Jun 26, 2008 09:25
Last January 68 people gathered, mission workers from all over our church and coming also from our global mission partners, and unanimously approved a document for presentation to the Presbyterian Church (USA). It came to us under the disguise of just another overture -- numbered 08-20. An open hearing was set for those who agreed or disagreed to speak to it, and no one signed up. Quite quickly the overture was presented and advocated. There were only a few questions for the presenters, the clearest being "this is motherhood and apple pie! Who wouldn't want it?" Everyone wants to do better mission. Someone else asked "what are the financial implications?" and hearing "almost nil" the vote was unanimous to accept it. And, the entire discussion was over.
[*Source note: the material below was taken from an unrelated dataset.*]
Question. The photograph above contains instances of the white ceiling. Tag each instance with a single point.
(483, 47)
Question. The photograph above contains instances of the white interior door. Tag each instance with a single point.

Here is an excerpt of the text:
...we realize that God is calling us to new patterns of mission. The world has changed, and the majority of the world’s Christians are now in Latin America, Africa, and Asia. The great growth and mission faithfulness of the Church outside the West invite us into a new posture. We must listen and learn to receive. We must also be open to new patterns of collaboration. These new patterns involve new cooperation and partnerships within the PC(USA).
and it looks like: Doing mission in the way of Jesus who humbled himself, showing the way of self-giving and self-emptying. (Philippians 2) and Striving in our mission to be aware of the context out of which we come, to respect the persons with whom we labor, and to honor the context in which they live. In an era of massive global inequalities we commit ourselves to be sensitive to and address the issues of power that result from our differences.
My beloved 08-20 passed without notice because nobody wanted to talk about the back-story. Experienced mission workers know it, but it's secret, because telling this back-story is opening a box of hostility and counter-stories, positive outweighing negative, and defensiveness and emotion.
The back-story is: last year 3 separate mission groups from America came in short succession to the same village in Guatemala and painted the same church over and over again. And this is not unique. The top-down, donation-driven model of mission is ridiculously ineffective. The church collectively spends millions of dollars per year to fly teenagers to the Global South for a few weeks, where they do sloppy paint jobs, gawk at the perceived "happiness" of poor people, and return with souvenirs and some vague gratitude, compassion, and commitment to the Christian faith. Meanwhile, a village that needed a well now has another fresh paint of paint on their school, lots of T-shirts and candy, and less respect for themselves than they ever had. This is the horrendous truth that goes on in widespread Christian practice, that no one will mention. I realize that many will jump on me for mentioning this, and I think even two years ago I would have disagreed with myself. It's harsh, because we who participate in such "mission trips" really do value the difference it makes in our own hearts.
If the great growth of the Church outside the West (in the non-western "Global South" to confuse us all) is going to invite us to a new posture we must kneel down and be humbled enough to realize our mistakes (which hurts, ouch). We must put aside our authoritarian, colonial, condescending model of doing mission, and get down and dirty, and not just for two weeks of a virtuous vacation.
We could... give someone a fish, and they'd eat it, and we'd feel good about ourselves, and this would end our interaction.
we could... teach them how to fish, and leave -- they'd keep eating after we left.
we could send them a packet of information and a fishing pole, and they'd fish, eat, and pass the information on.
or WE COULD learn how to fish, move across the world, sit down and fish with them, stay with them, and eat the fish together -- and it would be harder, but all of us would be transformed.
Mister Moderator, i move that we consider the last of these options.